The senators were told that they would have just 30 minutes with the president. Reagan began the meeting, the book said, commenting on Mr. Kennedy’s shoes — asking if they were Bostonians — and then talking for 20 minutes about shoes and his experience selling shoes for his father. “Several of us began conspicuously to glance at our watches.” But to no avail. “And it was over!” Mr. Kennedy said. “No one got a word in about shoe or textile quota legislation.”
Mr. Kennedy also complained that White House meetings had been barely tolerable, in part because no liquor was ever served during Mr. Carter’s term. “He wanted no luxuries nor any sign of worldly living,” Mr. Kennedy wrote.
Mr. Kennedy said he had been disappointed by President Bill Clinton’s inability to enact comprehensive health care legislation, but he did not blame Mr. Clinton or his wife, Hillary Rodham Clinton, who helped write the administration’s proposal.
He also said he called Mr. Clinton immediately after the president appeared on television to confess his affair with Monica Lewinsky, reassuring him that he would stand by him during that difficult period.

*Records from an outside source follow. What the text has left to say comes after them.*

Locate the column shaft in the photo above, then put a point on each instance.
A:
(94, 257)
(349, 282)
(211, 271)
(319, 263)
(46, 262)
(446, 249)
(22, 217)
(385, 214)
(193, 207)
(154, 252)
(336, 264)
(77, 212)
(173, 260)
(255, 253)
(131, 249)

In the midst of recounting that anecdote, Mr. Kennedy took a break to offer his views on the scrutinizing of the private lives of public officials, something with which he clearly was quite familiar. Mr. Kennedy said he had no quarrel with such inquiries.“But do I think it tells the whole story of character? No I truly do not,” he wrote. Men and women, he said, are more complicated than that. “Some people make mistakes and try to learn from them and do better. Our sins don’t define the whole picture of who we are.”